Tras una semana llena de complicaciones, decidí hacer una siesta. Mientras soñaba me veía a mí mismo en la cama, estiraba un brazo y escribía en el techo "Dios existe". No me sentí ofendido porque una parte de mí aún tuviera reminiscencias de mis creencias. Me pareció algo dulce. El Dios que me enseñó mi madre, no era el sujeto tormentoso e histérico, era dulce, amigable, tierno, misterioso y a menudo más maduro que la sociedad agreste donde vivía.
Me levanté con una sensación dulce. Su existencia o su desvanecencia dejó de preocuparme hace años. Su desaparición fue casi forzada en mi vida, frente a un catolicismo exegético e hipócrita, obsesionado con la tributación de sus fieles. Ser gay empeoró las cosas, Dios y nosotros éramos polos opuestos. Con los años se convirtió en una farsa que los seres más oscuros defendían.
Me resulta divertido imaginar los múltiples rostros del Dios que hemos creado los humanos. Es el mismo que acompaña a los banqueros a ocultar sus delitos financieros, así como ampara a una transexual a caminar las calles de Bogotá a media noche. Habita suburbios, llenos de sirenas de policía o salones de batallones que albergan desamparados, parejas adúlteras con cruces colgándoles del cuello.
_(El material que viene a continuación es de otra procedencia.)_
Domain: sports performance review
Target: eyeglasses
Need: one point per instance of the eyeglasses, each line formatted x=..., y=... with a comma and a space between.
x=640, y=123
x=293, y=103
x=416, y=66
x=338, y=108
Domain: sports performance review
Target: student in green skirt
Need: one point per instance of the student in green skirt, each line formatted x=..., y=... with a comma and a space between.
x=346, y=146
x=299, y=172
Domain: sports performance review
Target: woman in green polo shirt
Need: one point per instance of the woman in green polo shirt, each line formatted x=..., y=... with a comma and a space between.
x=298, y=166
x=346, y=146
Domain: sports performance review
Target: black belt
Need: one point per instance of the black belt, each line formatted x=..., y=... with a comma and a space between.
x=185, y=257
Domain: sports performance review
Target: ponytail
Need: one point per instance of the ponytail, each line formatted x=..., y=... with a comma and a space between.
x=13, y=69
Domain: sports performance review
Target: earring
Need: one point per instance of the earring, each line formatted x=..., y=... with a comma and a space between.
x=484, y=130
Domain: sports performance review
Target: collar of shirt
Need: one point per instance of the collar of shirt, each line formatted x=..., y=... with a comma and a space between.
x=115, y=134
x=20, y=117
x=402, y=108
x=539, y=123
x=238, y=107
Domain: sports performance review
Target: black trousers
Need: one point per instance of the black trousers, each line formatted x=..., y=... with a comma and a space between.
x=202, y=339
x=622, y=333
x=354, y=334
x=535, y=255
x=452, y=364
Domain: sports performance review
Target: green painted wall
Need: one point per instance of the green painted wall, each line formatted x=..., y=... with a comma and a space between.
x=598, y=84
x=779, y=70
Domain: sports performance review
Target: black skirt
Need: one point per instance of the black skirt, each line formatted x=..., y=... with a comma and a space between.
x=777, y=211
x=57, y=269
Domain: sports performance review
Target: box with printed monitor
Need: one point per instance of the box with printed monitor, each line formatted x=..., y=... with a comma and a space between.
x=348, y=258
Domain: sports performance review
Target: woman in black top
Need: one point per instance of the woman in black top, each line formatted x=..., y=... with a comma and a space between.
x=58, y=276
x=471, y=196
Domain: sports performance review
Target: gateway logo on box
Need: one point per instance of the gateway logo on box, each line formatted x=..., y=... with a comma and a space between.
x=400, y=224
Es un Dios que susurra en carreteras desiertas cuando los autos fallas, que hace figuritas divinas en casitas pobres y que escucha a las personas que están desesperadas. Hay algo lindo en el concepto de Dios, lo reconozco. Y es que es ese otro yo que siempre está disponible para las personas más vulnerables. Qué humano es.